Name: VICTOR FREITAS ROCHA
Type: MSc dissertation
Publication date: 25/08/2022
Advisor:
Name | Role |
---|---|
FLÁVIO MIGUEL VAREJÃO | Advisor * |
Examining board:
Name | Role |
---|---|
FLÁVIO MIGUEL VAREJÃO | Advisor * |
THIAGO OLIVEIRA DOS SANTOS | Internal Examiner * |
Summary: In the context of machine learning, classification is the task of identifying which class an
instance belongs according to the knowledge obtained through a training set, that is, a
set of instances whose classification is previously known. Single-label classification, one of
the most traditional versions of the classification problem, allows an instance to belong
to only one class, thus making them mutually exclusive.
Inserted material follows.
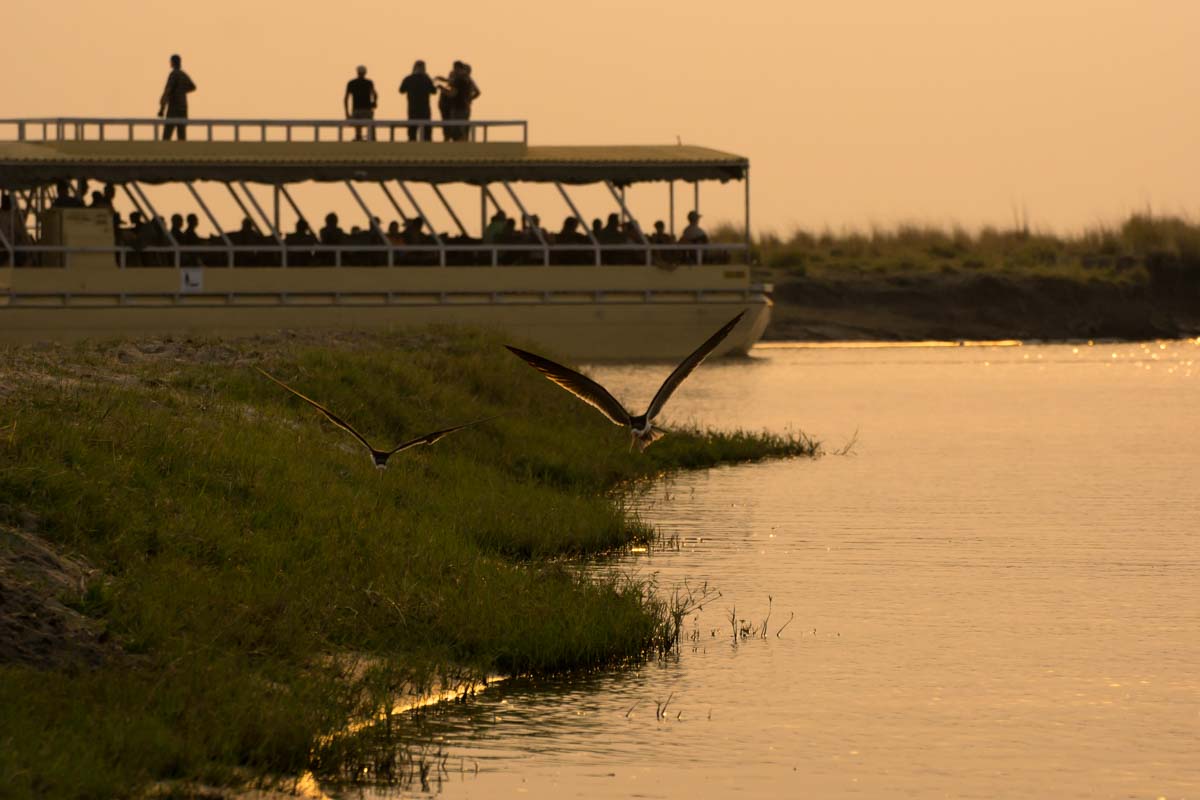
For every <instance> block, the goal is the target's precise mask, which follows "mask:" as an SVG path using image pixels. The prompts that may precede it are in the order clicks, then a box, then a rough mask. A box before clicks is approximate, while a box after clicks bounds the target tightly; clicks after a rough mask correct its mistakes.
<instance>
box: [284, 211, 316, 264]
mask: <svg viewBox="0 0 1200 800" xmlns="http://www.w3.org/2000/svg"><path fill="white" fill-rule="evenodd" d="M283 243H284V245H287V247H288V265H289V266H293V265H294V266H308V265H310V264H312V263H313V251H312V249H304V248H306V247H307V248H312V247H313V246H316V245H317V237H316V236H313V235H312V229H311V228H310V227H308V221H307V219H302V218H301V219H296V228H295V230H293V231H292V233H289V234H288V235H287V236H284V237H283ZM296 248H299V249H296Z"/></svg>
However, real-world problems
WHERE intersections between classes often occur can be better modeled as multi-label
classification problems, whose task is to allow multiple labels to be assigned to the same
instance. Multiple classifiers, both single-label and multi-label, can be trained on the
same classification problem and generate a combined result. This technique, known as
classifier ensembles, is commonly used to improve classification performance. Several
approaches have already been proposed to perform the combination of the individual
classifiers results. In this work, an approach for combining multiple-label classification sets
based on the Decision Templates for Ensemble of Classifier Chains technique is presented
that incorporates the exploration of correlations between the labels in the classifiers fusion
process. In the Decision Templates technique, originally proposed for merging single-label
classifiers, a per-class decision model is estimated using the same training set that is
used for the set of classifiers. The classification for each unseen instance is obtained by
measuring the similarity between its decision profile and the decision templates. The
proposed method estimates two decision templates per class, one representing the presence
of the class and the other representing its absence. For each new instance, a new decision
profile is created and the similarity between the decision templates and the decision profile
determines the resulting set of labels. For each label analyzed, information about correlated
labels is incorporated. The proposed fusion method is used in a traditional and proven
algorithm of multiple-label classifier committee: Ensemble of Classifier Chains. Empirical
evidence indicates that the use of the proposed Decision Templates adaptation can improve
performance over traditionally used fusion schemes on most of the evaluated metrics.